Après de nouvelles frappes meurtrières menées lundi par la Russie qui ont fait au moins 11 morts et incendié une cathédrale historique à Kiev, Volodymyr Zelensky a demandé "davantage de pression sur l'agresseur et davantage de soutien à la défense aérienne de l'Ukraine".

Le président peut d'ores et déjà compter sur l'appui indéfectible des dirigeants européens et canadien, dont il verra certains en tête-à-tête.

Le Royaume-Uni va fournir de l'uranium enrichi à l'Ukraine pour ses centrales nucléaires et imposer de nouvelles sanctions à la Russie, a ainsi annoncé le Premier ministre britannique Keir Starmer en amont de la session de travail.

"Unité et détermination" 

Condamnant les "frappes barbares" de la Russie en Ukraine, Londres compte "monter d'un cran" en "étouffant les ressources qui alimentent la guerre de Poutine et en fournissant de l'énergie à l'Ukraine pour les hivers à venir", a déclaré Keir Starmer.

Avant même la tenue du sommet, une source gouvernementale italienne soulignait de son côté que l'Ukraine restait "un sujet sur lequel il y a la plus grande attention italienne".

Lundi, le président du conseil européen António Costa, également présent à Evian, a estimé que "l'unité et la détermination du G7 sont essentielles pour contribuer à mettre fin à cette guerre et parvenir à une paix juste et durable".

A cet égard, la participation du président Zelensky aux discussions au G7 est "particulièrement importante", a-t-il fait valoir.

De son côté, la présidente de la Commission européenne Ursula von der Leyen a salué l'Ukraine qui "tient la ligne de front et regagne même partiellement du terrain".
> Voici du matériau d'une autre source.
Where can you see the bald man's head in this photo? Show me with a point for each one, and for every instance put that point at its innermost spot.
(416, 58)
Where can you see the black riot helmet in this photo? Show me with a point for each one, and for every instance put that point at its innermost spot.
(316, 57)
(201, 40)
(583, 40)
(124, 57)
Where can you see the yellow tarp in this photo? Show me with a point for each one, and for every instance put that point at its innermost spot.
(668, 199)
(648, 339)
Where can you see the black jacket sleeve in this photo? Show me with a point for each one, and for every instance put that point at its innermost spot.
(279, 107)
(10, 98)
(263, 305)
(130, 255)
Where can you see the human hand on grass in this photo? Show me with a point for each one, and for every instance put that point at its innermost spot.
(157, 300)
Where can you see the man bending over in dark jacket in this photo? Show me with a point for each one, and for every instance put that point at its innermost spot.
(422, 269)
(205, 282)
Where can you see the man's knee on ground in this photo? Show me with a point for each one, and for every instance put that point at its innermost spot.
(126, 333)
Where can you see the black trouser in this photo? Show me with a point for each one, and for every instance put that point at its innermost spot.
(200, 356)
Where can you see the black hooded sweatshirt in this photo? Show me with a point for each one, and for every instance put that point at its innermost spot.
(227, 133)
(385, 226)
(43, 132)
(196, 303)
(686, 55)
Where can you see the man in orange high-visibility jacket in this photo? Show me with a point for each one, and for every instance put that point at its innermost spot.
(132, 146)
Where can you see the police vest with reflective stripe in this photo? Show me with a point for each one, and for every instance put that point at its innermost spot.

Elle a en outre loué la capacité de Kiev de frapper des cibles stratégiques "au cœur même de la Russie".

Depuis le début du conflit en février 2022, l'Ukraine a opéré un virage stratégique en devenant un acteur majeur de l'industrie de défense, notamment via sa production de drones, mais continue d'avoir cruellement besoin du soutien occidental.

Selon les Européens, la Russie, sous pression des sanctions internationales, commence, elle, à montrer des signes de faiblesse.

"Nos sanctions frappent profondément", a estimé Ursula Von der Leyen.

Pour autant, Vladimir Poutine reste inflexible.

Lundi, le président ukrainien a fait savoir qu'il avait invité son homologue russe à venir au G7.

"La Russie a montré une fois de plus qu'elle n'est pas prête à parler", a-t-il dit, estimant qu'il fallait intensifier la pression sur le président jusqu'à ce qu'il mette fin à la guerre.